Students in debt should graduate - HESA

Thursday, February 16, 2012

Cape Town - Higher Education South Africa (HESA) says students who owe universities money should still be allowed to graduate.

These students should sign a formal contract committing to pay their outstanding fees once they get a job and that they would not receive their certificates until their debts were cleared.

HESA acting chief executive Dr Jeffrey Mabelebele made the suggestion before Parliament's Portfolio Committee on Higher Education on Wednesday when his organisation -- along with the National Student Financial Aid Scheme (NSFAS) and Department of Higher Education and Training -- made presentations on student funding and registration for 2012.

Mabelebele said universities were willing to provide employers with a letter confirming that the student had graduated.

However, he highlighted that institutions of higher learning were in a "precarious financial position" due to a real decline in government subsidies over the last 10 years.

"Higher education expenditure is declining alarmingly in both real and student per capita terms. It is also declining as a percentage of the government's budget subsidies."

He said the decline put pressure on the two other sources of income available for the institutions, which were tuition fee income and "third stream income".

This, he said, left universities in increasingly worsening financial positions.

He underlined that most universities "commit huge financial resources to support large numbers of financially deprived students" to obtain higher education qualifications.

For example, he said in 2012, Rhodes University spent R36 million out of its own coffers to support students who owed the university money.

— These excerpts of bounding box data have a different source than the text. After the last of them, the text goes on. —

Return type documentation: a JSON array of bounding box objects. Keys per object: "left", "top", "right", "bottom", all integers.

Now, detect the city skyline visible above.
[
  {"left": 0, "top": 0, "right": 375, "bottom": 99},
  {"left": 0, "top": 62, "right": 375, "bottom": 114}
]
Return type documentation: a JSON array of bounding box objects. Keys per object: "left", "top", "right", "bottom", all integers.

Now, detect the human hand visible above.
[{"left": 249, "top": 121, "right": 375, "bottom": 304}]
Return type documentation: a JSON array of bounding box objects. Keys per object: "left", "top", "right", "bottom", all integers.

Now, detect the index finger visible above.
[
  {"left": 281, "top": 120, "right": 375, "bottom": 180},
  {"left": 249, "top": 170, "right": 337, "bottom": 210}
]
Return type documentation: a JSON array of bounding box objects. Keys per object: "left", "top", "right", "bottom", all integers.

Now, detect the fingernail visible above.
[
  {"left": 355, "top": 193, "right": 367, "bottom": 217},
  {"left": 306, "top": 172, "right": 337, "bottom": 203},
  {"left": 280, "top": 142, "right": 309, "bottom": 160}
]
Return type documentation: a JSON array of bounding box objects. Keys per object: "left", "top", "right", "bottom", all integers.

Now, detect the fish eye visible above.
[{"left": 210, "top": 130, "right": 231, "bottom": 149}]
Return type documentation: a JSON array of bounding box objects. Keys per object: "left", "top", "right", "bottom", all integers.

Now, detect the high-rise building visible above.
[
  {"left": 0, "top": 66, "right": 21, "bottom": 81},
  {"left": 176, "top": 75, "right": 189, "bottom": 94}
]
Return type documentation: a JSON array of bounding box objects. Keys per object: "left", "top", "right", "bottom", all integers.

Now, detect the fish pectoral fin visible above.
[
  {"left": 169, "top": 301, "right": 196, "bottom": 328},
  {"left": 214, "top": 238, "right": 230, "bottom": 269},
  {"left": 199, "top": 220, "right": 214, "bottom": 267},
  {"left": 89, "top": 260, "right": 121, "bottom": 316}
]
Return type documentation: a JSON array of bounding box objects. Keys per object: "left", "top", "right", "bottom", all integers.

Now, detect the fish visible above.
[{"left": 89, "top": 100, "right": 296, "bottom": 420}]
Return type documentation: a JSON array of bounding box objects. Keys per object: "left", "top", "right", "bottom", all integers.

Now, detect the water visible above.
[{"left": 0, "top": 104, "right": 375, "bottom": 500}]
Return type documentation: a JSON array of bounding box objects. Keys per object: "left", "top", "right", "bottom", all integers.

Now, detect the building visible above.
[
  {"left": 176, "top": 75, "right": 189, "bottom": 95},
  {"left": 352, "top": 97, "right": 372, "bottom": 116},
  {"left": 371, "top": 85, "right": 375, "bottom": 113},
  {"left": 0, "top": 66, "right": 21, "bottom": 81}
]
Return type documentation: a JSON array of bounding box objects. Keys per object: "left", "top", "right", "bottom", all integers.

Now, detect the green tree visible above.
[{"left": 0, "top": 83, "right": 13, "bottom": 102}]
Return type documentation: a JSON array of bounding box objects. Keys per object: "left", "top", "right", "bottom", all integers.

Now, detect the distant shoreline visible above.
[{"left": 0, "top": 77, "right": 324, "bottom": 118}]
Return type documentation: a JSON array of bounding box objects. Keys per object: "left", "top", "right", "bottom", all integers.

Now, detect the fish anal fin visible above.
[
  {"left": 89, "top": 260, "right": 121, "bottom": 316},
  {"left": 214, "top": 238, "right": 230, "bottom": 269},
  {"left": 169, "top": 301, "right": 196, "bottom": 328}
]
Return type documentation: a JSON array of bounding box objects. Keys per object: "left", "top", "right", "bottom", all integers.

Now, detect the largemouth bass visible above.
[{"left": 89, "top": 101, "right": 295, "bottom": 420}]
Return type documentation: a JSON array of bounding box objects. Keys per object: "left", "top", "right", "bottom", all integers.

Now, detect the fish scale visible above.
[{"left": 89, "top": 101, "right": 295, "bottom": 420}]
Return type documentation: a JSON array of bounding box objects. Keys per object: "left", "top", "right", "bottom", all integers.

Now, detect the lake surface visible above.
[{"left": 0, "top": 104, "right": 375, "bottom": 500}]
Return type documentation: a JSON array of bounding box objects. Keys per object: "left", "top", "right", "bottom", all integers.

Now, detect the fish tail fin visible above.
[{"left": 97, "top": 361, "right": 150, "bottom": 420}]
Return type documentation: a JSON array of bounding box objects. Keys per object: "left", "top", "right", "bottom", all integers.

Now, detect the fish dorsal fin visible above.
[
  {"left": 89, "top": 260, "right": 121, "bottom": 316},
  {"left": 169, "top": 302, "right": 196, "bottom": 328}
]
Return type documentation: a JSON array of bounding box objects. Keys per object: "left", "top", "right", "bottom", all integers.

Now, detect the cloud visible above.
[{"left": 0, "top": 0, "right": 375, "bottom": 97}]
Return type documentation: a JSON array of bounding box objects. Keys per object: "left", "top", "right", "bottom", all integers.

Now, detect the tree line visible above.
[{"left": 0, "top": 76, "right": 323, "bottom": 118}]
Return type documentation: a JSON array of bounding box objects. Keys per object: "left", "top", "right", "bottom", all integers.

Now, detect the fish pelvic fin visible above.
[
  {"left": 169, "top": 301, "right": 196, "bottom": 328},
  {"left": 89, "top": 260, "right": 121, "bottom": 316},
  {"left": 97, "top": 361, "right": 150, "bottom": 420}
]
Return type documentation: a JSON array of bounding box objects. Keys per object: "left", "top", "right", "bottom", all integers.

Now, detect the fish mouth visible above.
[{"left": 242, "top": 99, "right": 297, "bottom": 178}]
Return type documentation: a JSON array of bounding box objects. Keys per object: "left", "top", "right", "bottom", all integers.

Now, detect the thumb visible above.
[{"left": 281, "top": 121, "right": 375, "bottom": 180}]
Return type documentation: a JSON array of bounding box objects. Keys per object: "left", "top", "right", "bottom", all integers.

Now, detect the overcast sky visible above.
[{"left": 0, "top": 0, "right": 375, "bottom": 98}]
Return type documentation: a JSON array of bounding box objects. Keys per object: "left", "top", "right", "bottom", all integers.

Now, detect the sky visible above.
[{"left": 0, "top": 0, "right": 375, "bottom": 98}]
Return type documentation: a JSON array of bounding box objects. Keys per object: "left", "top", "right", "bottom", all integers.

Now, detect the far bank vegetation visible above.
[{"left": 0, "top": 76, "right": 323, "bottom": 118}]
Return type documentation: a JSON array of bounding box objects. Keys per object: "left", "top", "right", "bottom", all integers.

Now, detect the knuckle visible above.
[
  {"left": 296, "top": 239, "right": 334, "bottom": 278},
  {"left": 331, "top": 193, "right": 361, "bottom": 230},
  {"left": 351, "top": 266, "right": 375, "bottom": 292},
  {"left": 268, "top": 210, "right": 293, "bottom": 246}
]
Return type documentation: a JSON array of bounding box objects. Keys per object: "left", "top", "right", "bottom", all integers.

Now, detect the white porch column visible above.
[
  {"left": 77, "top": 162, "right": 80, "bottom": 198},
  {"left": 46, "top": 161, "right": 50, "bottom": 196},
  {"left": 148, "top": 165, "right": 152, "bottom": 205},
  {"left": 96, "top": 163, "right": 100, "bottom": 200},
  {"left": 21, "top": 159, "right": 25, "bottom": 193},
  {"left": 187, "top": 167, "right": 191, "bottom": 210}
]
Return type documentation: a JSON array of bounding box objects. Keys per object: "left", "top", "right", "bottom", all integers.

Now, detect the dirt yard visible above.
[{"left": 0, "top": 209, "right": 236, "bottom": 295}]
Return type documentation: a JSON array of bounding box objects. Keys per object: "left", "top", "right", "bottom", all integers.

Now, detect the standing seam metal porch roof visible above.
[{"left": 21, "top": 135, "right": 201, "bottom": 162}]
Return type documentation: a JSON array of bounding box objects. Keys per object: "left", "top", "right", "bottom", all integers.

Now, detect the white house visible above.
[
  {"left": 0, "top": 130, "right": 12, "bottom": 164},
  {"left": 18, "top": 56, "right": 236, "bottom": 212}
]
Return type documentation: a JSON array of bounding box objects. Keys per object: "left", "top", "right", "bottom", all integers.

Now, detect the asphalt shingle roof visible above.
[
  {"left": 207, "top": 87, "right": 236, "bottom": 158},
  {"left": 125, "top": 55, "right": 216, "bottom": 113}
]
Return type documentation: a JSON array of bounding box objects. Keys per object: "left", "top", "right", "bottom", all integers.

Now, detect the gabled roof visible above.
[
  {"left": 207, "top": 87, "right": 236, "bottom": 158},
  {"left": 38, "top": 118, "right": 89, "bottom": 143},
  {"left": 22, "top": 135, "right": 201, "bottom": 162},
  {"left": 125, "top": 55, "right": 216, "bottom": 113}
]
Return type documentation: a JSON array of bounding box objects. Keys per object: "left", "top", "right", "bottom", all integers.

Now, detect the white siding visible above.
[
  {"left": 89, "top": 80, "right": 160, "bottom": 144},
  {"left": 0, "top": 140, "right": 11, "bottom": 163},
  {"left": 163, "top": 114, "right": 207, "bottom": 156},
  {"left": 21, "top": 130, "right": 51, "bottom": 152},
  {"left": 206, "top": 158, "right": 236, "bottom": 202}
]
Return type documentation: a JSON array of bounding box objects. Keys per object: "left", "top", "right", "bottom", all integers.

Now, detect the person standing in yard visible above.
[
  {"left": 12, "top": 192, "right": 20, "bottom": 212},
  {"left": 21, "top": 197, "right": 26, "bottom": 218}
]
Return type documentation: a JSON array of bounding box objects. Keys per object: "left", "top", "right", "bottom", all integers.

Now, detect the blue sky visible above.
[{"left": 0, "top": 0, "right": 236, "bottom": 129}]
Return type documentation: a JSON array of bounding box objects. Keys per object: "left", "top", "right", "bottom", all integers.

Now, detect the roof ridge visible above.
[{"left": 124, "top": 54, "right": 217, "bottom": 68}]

He said that the expansion in student numbers in the higher education system was not matched by an increase in government funding. He warned that such a scenario could "jeopardise existing quality levels of higher education".

Mabelebele cautioned that if the tertiary sector failed to "expand significantly", this would continue to put pressure on universities to admit students while they did not have the required resources to support them.

Improving the education system is one of government's key five priorities and is allocated the largest share in the national budget annually.